My first job out of college was a three-month paid internship as a sports editor at the Dallas Morning News. The DMN, along with the Boston Globe, had the best sports section in America. I didn’t know the term “imposter syndrome” at the time, but I certainly felt the effects of it every time I took a seat along the editing ring and pulled up a story to edit. No one gave one damn that I was young, dumb, and petrified. A dozen or more editors surrounded me every night, and they had neither the time nor the inclination to help me get through my shift without wetting myself.
Except for one person: Mike Hashimoto. Hash, as he was and is known, was there for me when I needed it — helping me rework dumb headlines, cut dangling strips of copy off the boards with an X-Acto knife minutes before deadline, whatever I needed. He didn’t coddle me. In fact, I felt pretty stupid every time he chided me with that deep, sighing baritone of his. But I have no doubt he kept me from being fired, which enabled me to get my next job, at D Magazine, which led to every other job I’ve been lucky enough to have in Dallas.

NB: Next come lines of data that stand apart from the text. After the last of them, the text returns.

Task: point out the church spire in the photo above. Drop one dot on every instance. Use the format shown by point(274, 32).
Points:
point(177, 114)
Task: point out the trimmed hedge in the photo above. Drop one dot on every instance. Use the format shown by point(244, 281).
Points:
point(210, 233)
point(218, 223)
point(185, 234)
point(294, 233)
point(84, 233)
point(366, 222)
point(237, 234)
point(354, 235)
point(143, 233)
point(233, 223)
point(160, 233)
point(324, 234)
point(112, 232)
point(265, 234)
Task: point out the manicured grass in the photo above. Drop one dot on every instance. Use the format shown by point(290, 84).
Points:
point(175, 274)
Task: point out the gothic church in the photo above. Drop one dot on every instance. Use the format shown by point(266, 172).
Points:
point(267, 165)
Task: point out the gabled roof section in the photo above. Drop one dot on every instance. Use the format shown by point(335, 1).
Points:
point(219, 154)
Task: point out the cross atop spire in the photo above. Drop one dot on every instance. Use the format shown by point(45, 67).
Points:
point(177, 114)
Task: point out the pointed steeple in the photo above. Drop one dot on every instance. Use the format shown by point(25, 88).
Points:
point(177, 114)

He was a helluva stand-up guy and a damn fine newspaperman. That’s why it didn’t surprise me when he became an editor on the news desk. He was a pro’s pro, someone who would make reporters and their copy better, no matter subject matter.
What surprised me was his move to the editorial writer-columnist role at the paper. That he could write smart takes was obvious; that he was so conservative shocked me. Because, c’mon, how could an insane liberal like me admire someone who admits to being “torn between conservatism and libertarianism”? How could I consider required reading the works of a person described as “the world’s only Japanese-American redneck”?

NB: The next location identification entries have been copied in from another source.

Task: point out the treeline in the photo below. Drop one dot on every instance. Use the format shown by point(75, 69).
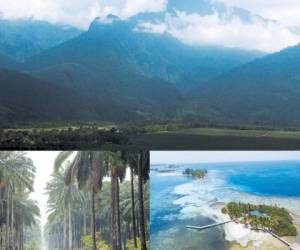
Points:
point(197, 173)
point(19, 215)
point(70, 138)
point(99, 200)
point(273, 218)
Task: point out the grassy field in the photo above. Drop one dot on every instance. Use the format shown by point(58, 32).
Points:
point(239, 132)
point(97, 137)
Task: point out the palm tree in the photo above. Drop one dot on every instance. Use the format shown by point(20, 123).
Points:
point(143, 176)
point(16, 182)
point(60, 204)
point(117, 169)
point(88, 169)
point(131, 159)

Because Hash was and is so damn smart. That’s how. Together with his then colleague Rod Dreher (the author of that redneck quote), the pair cranked out the sharpest conservative columns you could read anywhere in the country, let alone in Texas.
I disagreed with him often — I thoroughly enjoyed sending him emails mocking his faith in Mitt Romney four-plus years ago — but his columns were always thoughtful and well-written. Even when he was hammering Craig Watkins during his 2010 campaign (I was running Watkins’ media campaign at the time), I respected his tenacity and heart. He hated bullshit, and he called it on anyone who deserved it, no matter his personal relationship with the subject.
Hashimoto is leaving the DMN because of his declining health, which is terribly sad. But he’s still a tough-minded sumbitch, one who says he wants no sympathy. So I’ll give him none. I will, though, say this is not only a loss for the paper but for the city, too. I think that is the sort of thing upon which we can agree, no matter our politics.